The designed tactile ultrasound probe offers a novel and cost-effective approach for characterizing cervical elasticity and demonstrates promising potential for predicting spontaneous preterm birth. This innovation not only enhances diagnostic capabilities but also provides a more accessible option for healthcare providers. By potentially improving management and prevention strategies, it could contribute significantly to saving children’s lives.

Funding

This research was funded by research grant HD090793 from Eunice Kennedy Shriver National Institute of Child Health & Human Development (NICHD), USA. The content is solely the responsibility of the authors and does not necessarily represent the official views of the National Institutes of Health.

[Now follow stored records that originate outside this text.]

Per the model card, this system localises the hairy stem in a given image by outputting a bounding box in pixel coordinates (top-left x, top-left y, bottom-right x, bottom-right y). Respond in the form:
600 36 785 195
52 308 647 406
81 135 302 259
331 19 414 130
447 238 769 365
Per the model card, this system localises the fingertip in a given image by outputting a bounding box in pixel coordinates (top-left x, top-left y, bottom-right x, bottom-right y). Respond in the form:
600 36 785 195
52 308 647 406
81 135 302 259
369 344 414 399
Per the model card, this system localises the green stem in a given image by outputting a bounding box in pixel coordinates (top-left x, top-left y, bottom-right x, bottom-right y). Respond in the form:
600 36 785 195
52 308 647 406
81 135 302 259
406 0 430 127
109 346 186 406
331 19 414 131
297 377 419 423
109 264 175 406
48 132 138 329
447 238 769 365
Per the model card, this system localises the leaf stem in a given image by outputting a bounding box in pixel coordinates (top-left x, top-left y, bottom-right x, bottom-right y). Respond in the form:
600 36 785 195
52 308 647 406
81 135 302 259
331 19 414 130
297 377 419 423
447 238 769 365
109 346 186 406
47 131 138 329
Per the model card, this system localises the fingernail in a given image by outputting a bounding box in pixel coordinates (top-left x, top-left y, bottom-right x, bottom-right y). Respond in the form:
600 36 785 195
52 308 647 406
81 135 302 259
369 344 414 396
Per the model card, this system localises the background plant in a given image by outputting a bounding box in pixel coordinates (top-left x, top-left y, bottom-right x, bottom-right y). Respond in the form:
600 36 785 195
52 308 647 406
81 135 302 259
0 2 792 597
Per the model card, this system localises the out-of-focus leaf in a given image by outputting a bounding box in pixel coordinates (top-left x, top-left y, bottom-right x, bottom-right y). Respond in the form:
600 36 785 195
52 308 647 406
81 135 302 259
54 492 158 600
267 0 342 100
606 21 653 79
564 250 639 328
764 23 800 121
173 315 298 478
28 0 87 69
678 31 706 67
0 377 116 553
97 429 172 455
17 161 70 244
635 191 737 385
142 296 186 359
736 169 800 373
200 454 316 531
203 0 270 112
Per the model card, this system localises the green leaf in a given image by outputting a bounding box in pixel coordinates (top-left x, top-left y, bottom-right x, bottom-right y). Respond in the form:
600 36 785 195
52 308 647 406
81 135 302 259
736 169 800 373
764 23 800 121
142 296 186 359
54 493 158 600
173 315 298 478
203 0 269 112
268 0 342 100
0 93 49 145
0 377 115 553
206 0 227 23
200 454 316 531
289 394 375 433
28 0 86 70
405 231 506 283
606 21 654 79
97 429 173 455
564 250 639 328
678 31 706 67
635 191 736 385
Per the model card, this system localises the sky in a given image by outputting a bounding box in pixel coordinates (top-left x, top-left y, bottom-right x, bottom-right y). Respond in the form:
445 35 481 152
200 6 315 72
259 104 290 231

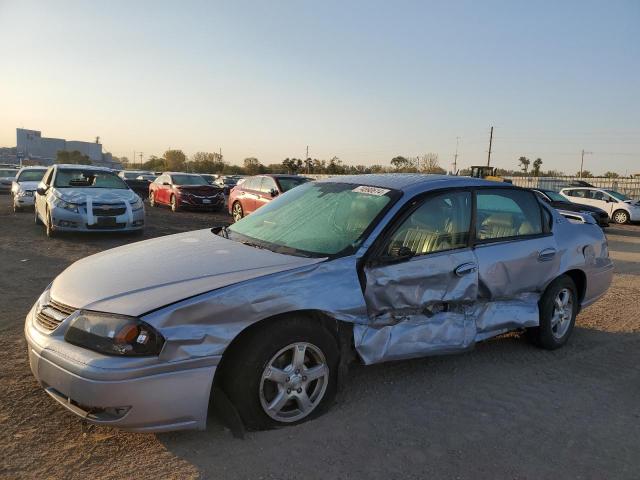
0 0 640 174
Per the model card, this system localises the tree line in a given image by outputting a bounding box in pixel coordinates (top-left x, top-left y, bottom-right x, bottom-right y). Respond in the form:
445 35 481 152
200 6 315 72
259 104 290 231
112 150 620 178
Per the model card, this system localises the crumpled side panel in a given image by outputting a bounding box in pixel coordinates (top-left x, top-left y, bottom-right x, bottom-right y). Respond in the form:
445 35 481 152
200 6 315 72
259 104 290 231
353 310 475 364
142 257 368 361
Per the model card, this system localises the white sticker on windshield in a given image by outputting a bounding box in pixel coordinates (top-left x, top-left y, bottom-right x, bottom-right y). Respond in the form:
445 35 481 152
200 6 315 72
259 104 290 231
352 185 389 197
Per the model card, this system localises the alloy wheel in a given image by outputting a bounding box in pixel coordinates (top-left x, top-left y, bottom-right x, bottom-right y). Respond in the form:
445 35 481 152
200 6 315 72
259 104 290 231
551 288 573 339
613 210 629 223
259 342 329 423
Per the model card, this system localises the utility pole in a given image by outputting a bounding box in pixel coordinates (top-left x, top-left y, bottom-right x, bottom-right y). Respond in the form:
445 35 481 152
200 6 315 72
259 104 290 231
487 127 493 167
580 149 593 178
453 137 460 175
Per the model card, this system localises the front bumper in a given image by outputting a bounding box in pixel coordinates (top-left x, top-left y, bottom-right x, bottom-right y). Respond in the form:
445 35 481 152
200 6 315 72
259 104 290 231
13 195 35 208
178 194 224 210
50 203 144 232
25 309 219 432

Institutional Review Board Statement

The study was conducted in accordance with the Declaration of Helsinki, and approved by the Institutional Review Board (or Ethics Committee) of Western IRB (protocol code CM02, date of approval October 31, 2019).

Informed Consent Statement

Informed consent was obtained from all subjects involved in the study.

Acknowledgments

The authors wish to acknowledge Dr. Jorge E. Tolosa for discussion of the clinical protocol and completion of one CM case at St. Luke’s University Health Network, Bethlehem, PA, USA; Shama P. Khan, Research Study Manager at Rutgers Robert Wood Johnson Medical School for effective study coordination; and Alexandr Povar for assembling and testing the CM devices;

Conflicts of Interest

V. Egorov is a minor shareholder of Advanced Tactile Imaging, Inc.; he has submitted patent applications related to the described method and device. N. Sarvazyan is a minor shareholder of Advanced Tactile Imaging, Inc. The other authors declare no conflicts of interest regarding the publication of this article.